WORDS BY MICHAEL ZARATHUS-COOK
For those of us living paycheck-to-paycheck─about 50% of Canadians and 65% of Americans─the concept of a financial “doom loop” is an intimate one. We buy cheap things because that’s what we can afford, and the short lifespans of these things mean we have to spend more money replacing them at a higher frequency. In short, it costs more money to be poor than otherwise. One of the subtle but significant areas where this vicious cycle is evident is the issue of sustainability. In the aftermath of our high-frequency purchases, where do these cheap gadgets and appliances go? Most likely to the Great Pacific garbage patch, an oceanic trash vortex stretching approximately 1.6 million square kilometres wide. One can feel helpless not just because of the difficulty of escaping this loop but also how much our individual efforts pale in comparison to the carbon footprints of your friendly neighbourhood mega-corporations and top one-percenters. However small the influence of our actions, it does feel good to repair, reuse, and repurpose that piece of furniture you bought 10 years ago instead of tossing it to the curb and heading to Ikea.
It’s this therapeutic practice of upcycling that informs the interior design practice of London’s Carina Harford. Operating under the moniker of Harford House, she engages sustainability not as an inconvenient hurdle but as a design opportunity to make spaces feel more lived in. She’s gathered an enthusiastic following online, partly thanks to her humourous apartment reviews where she assigns attachment types to her followers based on what their living setup suggests about their emotional availability.

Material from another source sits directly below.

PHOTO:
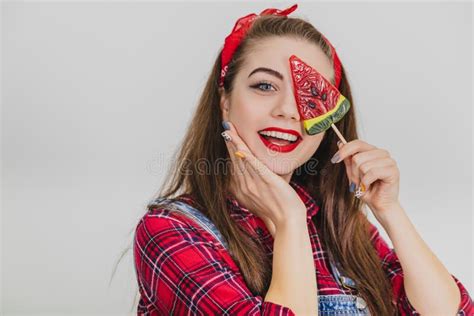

Most of her clients hail from London’s sprawling boroughs and, as she admits in conversation with Cannopy, are of the well-to-do sort who can afford to shell out a few extra pounds for more durable materials. Instead of cowering to the challenge that her clientele doesn’t reflect where most people are financially, she posits an interesting retort: that our overindulgence in the “luxury of immediacy” is a significant contributor to our fast-furniture culture. Whether you agree or disagree with this take, the ineluctible solution to this problem is also the most elusive: more time. That’s the real vicious cycle we’re stuck in, our intentions for more sustainable urban living rarely correspond to the time we have to make like-minded decisions and purchases. Time and city form a Venn diagram of two circles that don’t touch. For Harford, it’s not all doom, and there’s no gloom in her philosophy of making the best of the vintage cards that you’re dealt. From eschewing “virgin materials” to extending the shelf life of that shelf you’re thinking of tossing, Harford House believes you can have your style cake and eat your sustainability one too.